The first poster carries the caption “Let’s develop Pyongyang, the capital city of revolution, into a world-class city!” and depicts a North Korean man smiling as fellow citizens garden amidst the Pyongyang backdrop.

The other poster carries the caption “Let us all go for harvesting!” and features a smiling North Korean man, well, harvesting joyously.

The pictures stand in stark contrast to actual ordinary life in North Korea, well-recognized to be among of the must oppressive and closed regimes in the world. Freedom House gives North Korea its worst ratings for both political rights and civil liberties.
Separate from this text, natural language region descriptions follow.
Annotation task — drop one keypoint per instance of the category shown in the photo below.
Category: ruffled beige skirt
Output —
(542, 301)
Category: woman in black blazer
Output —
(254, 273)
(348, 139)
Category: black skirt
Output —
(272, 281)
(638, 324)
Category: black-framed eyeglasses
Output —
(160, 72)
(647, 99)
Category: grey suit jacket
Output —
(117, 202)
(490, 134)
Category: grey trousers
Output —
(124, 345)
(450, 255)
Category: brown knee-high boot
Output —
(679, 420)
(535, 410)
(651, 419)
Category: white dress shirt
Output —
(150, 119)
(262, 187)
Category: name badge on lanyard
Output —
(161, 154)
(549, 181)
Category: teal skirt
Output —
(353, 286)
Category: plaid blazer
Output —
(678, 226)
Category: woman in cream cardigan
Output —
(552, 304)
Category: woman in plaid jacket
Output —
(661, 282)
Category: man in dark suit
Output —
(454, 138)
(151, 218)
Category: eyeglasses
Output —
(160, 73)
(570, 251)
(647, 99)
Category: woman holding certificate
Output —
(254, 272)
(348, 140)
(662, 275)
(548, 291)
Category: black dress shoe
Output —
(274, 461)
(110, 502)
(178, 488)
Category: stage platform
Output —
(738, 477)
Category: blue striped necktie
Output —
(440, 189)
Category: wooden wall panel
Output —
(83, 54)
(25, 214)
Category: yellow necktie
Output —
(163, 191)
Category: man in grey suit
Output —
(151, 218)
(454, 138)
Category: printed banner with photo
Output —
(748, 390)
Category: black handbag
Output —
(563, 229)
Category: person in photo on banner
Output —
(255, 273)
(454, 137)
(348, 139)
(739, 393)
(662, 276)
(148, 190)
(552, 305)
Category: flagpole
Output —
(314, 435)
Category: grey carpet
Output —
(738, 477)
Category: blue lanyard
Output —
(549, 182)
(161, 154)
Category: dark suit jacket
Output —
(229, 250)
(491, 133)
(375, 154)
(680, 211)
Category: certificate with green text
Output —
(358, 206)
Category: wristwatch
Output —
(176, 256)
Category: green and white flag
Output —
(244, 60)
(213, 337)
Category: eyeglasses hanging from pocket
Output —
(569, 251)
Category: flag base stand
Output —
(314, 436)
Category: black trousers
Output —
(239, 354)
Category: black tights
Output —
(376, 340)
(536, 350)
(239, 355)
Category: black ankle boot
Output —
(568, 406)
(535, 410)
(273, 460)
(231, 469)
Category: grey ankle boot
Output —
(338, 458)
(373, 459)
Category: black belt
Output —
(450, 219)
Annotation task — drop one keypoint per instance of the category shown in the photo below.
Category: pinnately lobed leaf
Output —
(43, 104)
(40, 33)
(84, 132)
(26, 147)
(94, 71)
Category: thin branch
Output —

“Since you are always dealing with the Orwellian world of communist/DPRK propaganda it is always look here and not there, so there is a lie in the heart of it somewhere,” Nicholas Eberstadt, the Henry Wendt Scholar in Political Economy at the American Enterprise Institute, told The Daily Caller when asked about the posters.

“So what would the Google-decoder-translator ring say? Probably they’re having a big harvest problem and they are worried about their industrial growth. And they should be worried about both of those things since they seem to be on the verge of another big hunger crisis and their economy is sputtering along just months away from the year 2012 which is supposed to be this almost mystical 100th anniversary of the birth of their founder, the ‘Great Leader’ Kim Il Sung, when the DPRK is supposed to be a strong, prosperous country.”

Signs don’t look good that North Korea will achieve such prosperity by Jan. 1, 2012, according to Eberstadt.

“It doesn’t look like they are going to get there between the end of September and Jan. 1,” he said using great understatement.

When asked what he considers the stability of the North Korean regime to currently be, the author of the “The End of North Korea” said, “it is really hard for any outsider to say.”

“We have a miserable record of outside observers of predicting instability in totalitarian societies,” he explained. “I don’t think we will really know how close North Korea is to the edge right now until someday we get our hands on the Pyongyang archives.”